Measure what matters
Go beyond open rates. Track completion, resolution, or satisfaction: the things that actually prove impact on CX. The beauty of RCS messaging is that it gives you these insights natively, without relying on assumptions or lagging metrics.
Keep privacy and fallback in mind
Good CX is also about reliability. Always plan a backup route (SMS or email) for users who can’t receive RCS yet. Make opt-in and consent transparent, and store interaction data responsibly.

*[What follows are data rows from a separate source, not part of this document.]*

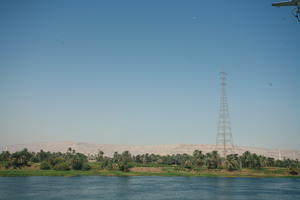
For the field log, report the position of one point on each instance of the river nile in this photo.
(148, 188)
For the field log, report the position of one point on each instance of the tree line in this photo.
(48, 160)
(125, 160)
(198, 160)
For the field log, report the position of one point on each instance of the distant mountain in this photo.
(109, 149)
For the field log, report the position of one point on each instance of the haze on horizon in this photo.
(146, 72)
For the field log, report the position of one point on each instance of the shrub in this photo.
(124, 167)
(86, 167)
(77, 164)
(62, 166)
(45, 165)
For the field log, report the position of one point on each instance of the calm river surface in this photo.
(148, 188)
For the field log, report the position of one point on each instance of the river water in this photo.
(148, 188)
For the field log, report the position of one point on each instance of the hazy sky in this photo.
(146, 71)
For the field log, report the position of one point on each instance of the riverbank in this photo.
(155, 171)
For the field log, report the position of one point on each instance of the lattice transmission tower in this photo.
(224, 143)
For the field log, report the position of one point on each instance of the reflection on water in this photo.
(134, 188)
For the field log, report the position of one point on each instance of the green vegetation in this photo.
(25, 163)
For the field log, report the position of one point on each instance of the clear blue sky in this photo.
(146, 72)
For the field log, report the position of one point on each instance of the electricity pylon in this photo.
(224, 143)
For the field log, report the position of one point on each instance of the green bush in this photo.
(45, 165)
(86, 167)
(77, 164)
(124, 167)
(62, 166)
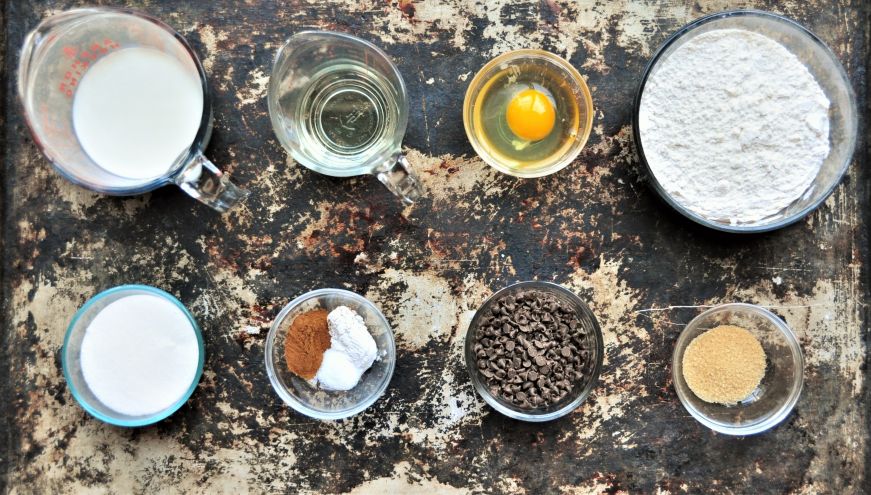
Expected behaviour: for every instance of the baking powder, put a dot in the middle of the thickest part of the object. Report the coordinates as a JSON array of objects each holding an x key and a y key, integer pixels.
[{"x": 734, "y": 126}]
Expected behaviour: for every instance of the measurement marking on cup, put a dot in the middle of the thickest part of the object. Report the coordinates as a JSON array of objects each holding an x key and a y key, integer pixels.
[{"x": 81, "y": 60}]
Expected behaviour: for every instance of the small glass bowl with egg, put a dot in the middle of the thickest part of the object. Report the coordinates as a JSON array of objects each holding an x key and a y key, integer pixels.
[
  {"x": 528, "y": 113},
  {"x": 312, "y": 400},
  {"x": 780, "y": 387}
]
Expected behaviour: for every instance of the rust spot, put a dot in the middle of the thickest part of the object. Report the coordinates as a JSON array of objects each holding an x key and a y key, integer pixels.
[{"x": 407, "y": 8}]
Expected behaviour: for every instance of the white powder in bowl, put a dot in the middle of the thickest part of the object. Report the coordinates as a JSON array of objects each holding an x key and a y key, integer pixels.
[
  {"x": 139, "y": 355},
  {"x": 734, "y": 126}
]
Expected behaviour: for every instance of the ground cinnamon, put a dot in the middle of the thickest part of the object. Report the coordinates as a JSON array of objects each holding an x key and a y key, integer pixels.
[{"x": 307, "y": 339}]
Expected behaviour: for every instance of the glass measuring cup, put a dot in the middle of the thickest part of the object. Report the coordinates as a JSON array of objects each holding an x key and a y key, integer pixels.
[
  {"x": 339, "y": 107},
  {"x": 56, "y": 56}
]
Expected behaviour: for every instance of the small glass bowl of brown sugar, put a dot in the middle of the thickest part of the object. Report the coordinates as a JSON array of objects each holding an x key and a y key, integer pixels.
[
  {"x": 776, "y": 394},
  {"x": 534, "y": 351},
  {"x": 304, "y": 396}
]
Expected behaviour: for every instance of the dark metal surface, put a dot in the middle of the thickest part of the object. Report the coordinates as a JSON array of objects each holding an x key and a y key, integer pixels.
[{"x": 595, "y": 227}]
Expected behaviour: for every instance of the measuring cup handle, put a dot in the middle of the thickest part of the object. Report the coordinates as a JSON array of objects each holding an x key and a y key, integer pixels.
[
  {"x": 401, "y": 181},
  {"x": 204, "y": 181}
]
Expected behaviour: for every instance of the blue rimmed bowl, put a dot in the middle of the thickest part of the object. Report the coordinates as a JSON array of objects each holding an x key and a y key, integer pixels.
[{"x": 71, "y": 351}]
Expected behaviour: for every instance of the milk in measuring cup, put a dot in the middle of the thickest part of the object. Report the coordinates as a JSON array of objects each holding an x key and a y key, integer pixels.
[{"x": 136, "y": 111}]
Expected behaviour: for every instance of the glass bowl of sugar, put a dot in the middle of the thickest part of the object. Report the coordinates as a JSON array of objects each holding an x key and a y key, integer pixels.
[
  {"x": 309, "y": 398},
  {"x": 745, "y": 121},
  {"x": 132, "y": 355},
  {"x": 776, "y": 394}
]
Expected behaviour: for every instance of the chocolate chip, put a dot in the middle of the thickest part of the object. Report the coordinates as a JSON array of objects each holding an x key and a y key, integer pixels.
[{"x": 531, "y": 348}]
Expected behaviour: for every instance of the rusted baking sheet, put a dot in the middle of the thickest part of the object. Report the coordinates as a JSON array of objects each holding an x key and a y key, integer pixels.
[{"x": 595, "y": 227}]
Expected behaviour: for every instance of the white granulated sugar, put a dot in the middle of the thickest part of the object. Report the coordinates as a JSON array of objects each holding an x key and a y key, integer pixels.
[
  {"x": 734, "y": 126},
  {"x": 140, "y": 355}
]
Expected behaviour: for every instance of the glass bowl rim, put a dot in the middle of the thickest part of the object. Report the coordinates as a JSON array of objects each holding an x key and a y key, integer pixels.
[
  {"x": 154, "y": 418},
  {"x": 562, "y": 63},
  {"x": 533, "y": 417},
  {"x": 797, "y": 383},
  {"x": 292, "y": 401},
  {"x": 785, "y": 221}
]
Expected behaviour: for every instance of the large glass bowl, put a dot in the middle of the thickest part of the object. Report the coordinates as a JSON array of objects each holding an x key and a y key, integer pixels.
[
  {"x": 777, "y": 393},
  {"x": 312, "y": 400},
  {"x": 530, "y": 60},
  {"x": 581, "y": 389},
  {"x": 826, "y": 69},
  {"x": 71, "y": 353}
]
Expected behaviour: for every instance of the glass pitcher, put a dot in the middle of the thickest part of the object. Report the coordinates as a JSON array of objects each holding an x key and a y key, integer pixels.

The Future of Messaging in Customer Service
When Apple announced support for RCS in iOS 18, the game changed. No more mismatched features or broken links, just one universal standard that makes messaging feel modern again.
The shift to RCS business messaging isn’t slow anymore; it’s in full swing. Carriers, phone makers, and platforms are finally on the same page, turning it into the main channel for trusted, two-way conversations. Analysts see usage climbing fast through 2029.
Add AI into the mix, and those messages start feeling more personal, not just updates, but conversations that adjust to what each customer needs in the moment. Messages can confirm deliveries, suggest next steps, or hand off to an agent without breaking the thread. It feels less like “press one to continue” and more like a helpful conversation that adapts in real time.
RCS customer service isn’t replacing your current channels; it’s pulling them together. It connects automation with empathy, and sales with support, all in one verified message thread. The brands that move now will define what great RCS messaging looks like for the decade ahead.